Is there any way you could work a 9-5 job so you could be more hours with your daughter? I don't know your financial situation but if you could afford to change jobs and maybe cut on some expenses you could dedicate more time to her. I hope she comes back to your home.

Lag1 profile image
Lag1 in reply toLilly5

I just picked up my resume yesterday and will be starting my job search. I don't think that she will come home to me but change has to be made no matter what.

Hi, I am so sorry you have to go through this sweetheart. I can't offer much to comfort you, but what I can tell you is that, sometimes, people we love hurt us. It is often not because they love us less, but because humans only see things from their own perspectives (esp. a young girl like your daughter). Your daughter's decision is not a reflection of your parenting skills. You have to love her unconditionally and accept her anyway. You be the best mom with what you've got and based on your brief note here, I think you are a great mom.

When I was younger, my parents were going through some difficult times.
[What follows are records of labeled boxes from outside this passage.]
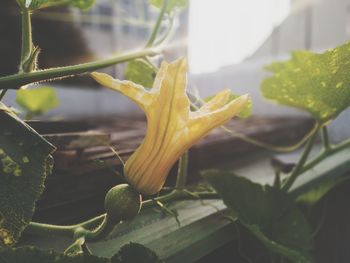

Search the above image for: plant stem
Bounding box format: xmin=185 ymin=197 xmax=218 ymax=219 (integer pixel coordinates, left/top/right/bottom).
xmin=0 ymin=7 xmax=33 ymax=101
xmin=19 ymin=8 xmax=33 ymax=72
xmin=281 ymin=127 xmax=319 ymax=191
xmin=322 ymin=126 xmax=331 ymax=151
xmin=25 ymin=222 xmax=77 ymax=238
xmin=0 ymin=49 xmax=158 ymax=89
xmin=85 ymin=216 xmax=116 ymax=242
xmin=25 ymin=190 xmax=219 ymax=242
xmin=175 ymin=151 xmax=188 ymax=189
xmin=146 ymin=0 xmax=170 ymax=48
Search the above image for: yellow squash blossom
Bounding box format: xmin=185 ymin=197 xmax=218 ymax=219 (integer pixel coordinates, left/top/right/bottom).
xmin=92 ymin=59 xmax=248 ymax=195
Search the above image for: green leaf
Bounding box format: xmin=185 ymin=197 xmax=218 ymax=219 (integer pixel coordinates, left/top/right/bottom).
xmin=204 ymin=93 xmax=252 ymax=119
xmin=203 ymin=170 xmax=313 ymax=263
xmin=0 ymin=247 xmax=110 ymax=263
xmin=0 ymin=106 xmax=54 ymax=246
xmin=125 ymin=59 xmax=156 ymax=88
xmin=112 ymin=243 xmax=163 ymax=263
xmin=17 ymin=0 xmax=95 ymax=10
xmin=16 ymin=87 xmax=59 ymax=115
xmin=149 ymin=0 xmax=188 ymax=12
xmin=0 ymin=243 xmax=162 ymax=263
xmin=261 ymin=43 xmax=350 ymax=124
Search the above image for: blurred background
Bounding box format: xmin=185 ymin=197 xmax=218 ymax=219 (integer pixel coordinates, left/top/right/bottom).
xmin=0 ymin=0 xmax=350 ymax=140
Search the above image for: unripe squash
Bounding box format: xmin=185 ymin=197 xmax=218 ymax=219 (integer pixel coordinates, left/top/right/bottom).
xmin=105 ymin=184 xmax=142 ymax=224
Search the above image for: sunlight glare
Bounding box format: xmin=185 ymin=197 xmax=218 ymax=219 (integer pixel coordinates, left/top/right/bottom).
xmin=189 ymin=0 xmax=290 ymax=73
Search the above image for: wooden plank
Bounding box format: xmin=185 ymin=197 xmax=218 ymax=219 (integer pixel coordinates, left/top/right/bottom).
xmin=44 ymin=131 xmax=110 ymax=151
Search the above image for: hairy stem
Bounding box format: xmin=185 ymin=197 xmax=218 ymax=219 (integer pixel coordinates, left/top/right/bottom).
xmin=282 ymin=125 xmax=319 ymax=191
xmin=19 ymin=9 xmax=33 ymax=72
xmin=146 ymin=0 xmax=170 ymax=48
xmin=0 ymin=7 xmax=33 ymax=101
xmin=322 ymin=126 xmax=331 ymax=151
xmin=25 ymin=190 xmax=219 ymax=242
xmin=175 ymin=151 xmax=188 ymax=189
xmin=0 ymin=49 xmax=158 ymax=89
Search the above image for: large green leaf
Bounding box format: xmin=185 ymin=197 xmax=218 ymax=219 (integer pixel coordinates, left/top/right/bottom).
xmin=261 ymin=43 xmax=350 ymax=123
xmin=0 ymin=243 xmax=162 ymax=263
xmin=0 ymin=106 xmax=54 ymax=246
xmin=149 ymin=0 xmax=188 ymax=12
xmin=17 ymin=0 xmax=95 ymax=10
xmin=125 ymin=59 xmax=156 ymax=88
xmin=203 ymin=170 xmax=313 ymax=263
xmin=16 ymin=87 xmax=59 ymax=116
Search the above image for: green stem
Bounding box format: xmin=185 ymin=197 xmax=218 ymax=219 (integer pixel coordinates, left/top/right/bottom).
xmin=25 ymin=190 xmax=219 ymax=239
xmin=146 ymin=0 xmax=170 ymax=48
xmin=322 ymin=126 xmax=331 ymax=151
xmin=25 ymin=222 xmax=77 ymax=238
xmin=142 ymin=190 xmax=220 ymax=208
xmin=0 ymin=6 xmax=33 ymax=101
xmin=0 ymin=49 xmax=158 ymax=89
xmin=282 ymin=127 xmax=319 ymax=191
xmin=175 ymin=151 xmax=188 ymax=189
xmin=19 ymin=8 xmax=33 ymax=72
xmin=85 ymin=216 xmax=116 ymax=242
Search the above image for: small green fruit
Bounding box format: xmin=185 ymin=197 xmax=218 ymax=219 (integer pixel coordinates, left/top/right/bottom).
xmin=105 ymin=184 xmax=142 ymax=224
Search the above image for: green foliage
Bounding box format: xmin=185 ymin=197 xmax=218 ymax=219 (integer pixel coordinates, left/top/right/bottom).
xmin=203 ymin=170 xmax=313 ymax=263
xmin=204 ymin=93 xmax=252 ymax=119
xmin=17 ymin=0 xmax=95 ymax=10
xmin=0 ymin=106 xmax=54 ymax=246
xmin=261 ymin=43 xmax=350 ymax=124
xmin=0 ymin=243 xmax=162 ymax=263
xmin=125 ymin=59 xmax=156 ymax=88
xmin=149 ymin=0 xmax=188 ymax=12
xmin=16 ymin=87 xmax=59 ymax=116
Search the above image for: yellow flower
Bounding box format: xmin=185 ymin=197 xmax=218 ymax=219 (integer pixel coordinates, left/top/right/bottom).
xmin=92 ymin=59 xmax=248 ymax=195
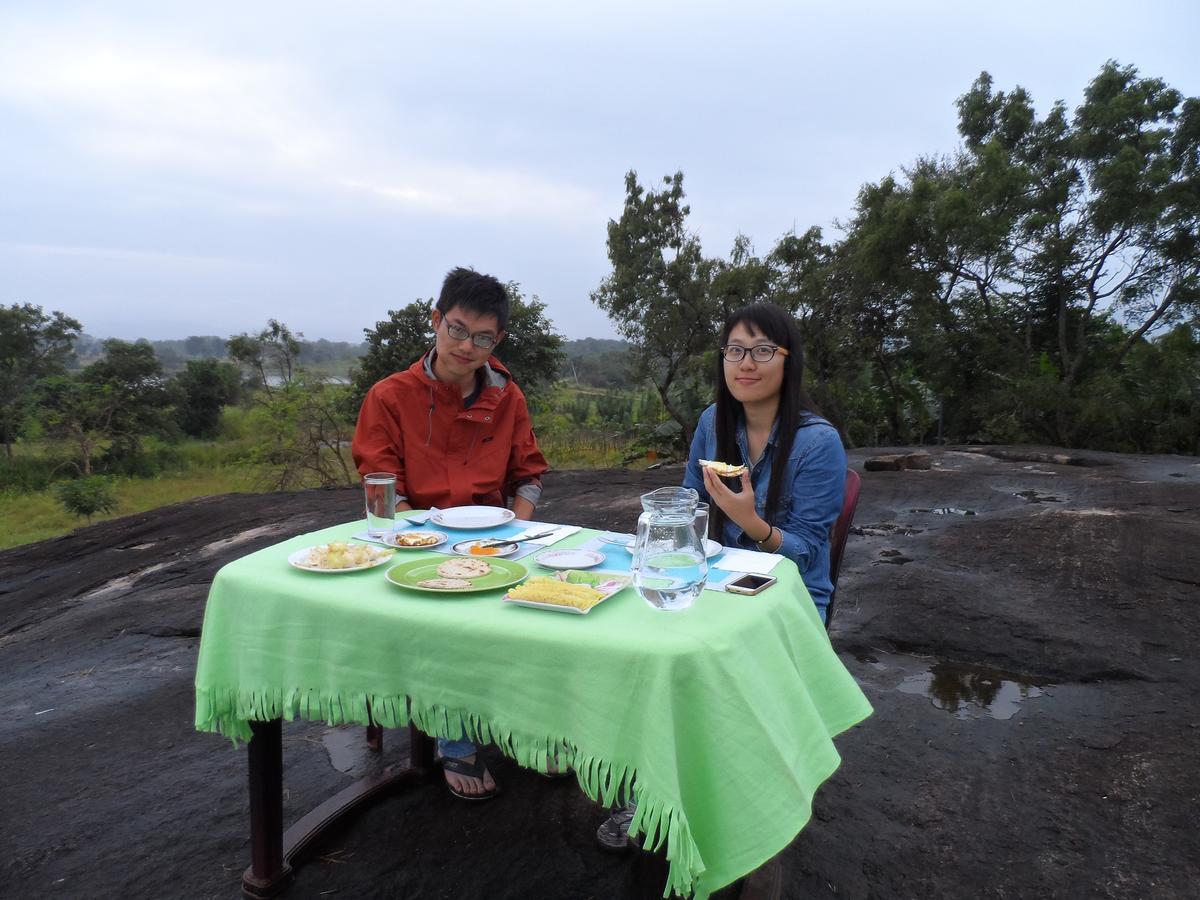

I would always take my mum's side, simply because that is what I knew to do. As I grew older, I realized the story had two sides and I started loving them both equally. Your daughter will come around. She is a teen. Sometimes, teenagers need some time to figure things out.

Lag1 profile image
Lag1 in reply to

I am grieving for her but I know that I am not what she needs. I have to break free from this job but I have NO time. This week I will have worked over 70 hours. I am trying to figure out when I will have time to search for jobs and interview. I really see no way out. I am so discouraged. I am not depressed. I can identify my emotions. Really, I am not good enough for my son either but he is hanging in there with me...which is probably what is saving me. I am sad. I am overwhelmed. I am tired. I hurt from the inside out. I keep going with no real purpose except for him. I am not happy anymore, ever....just tired.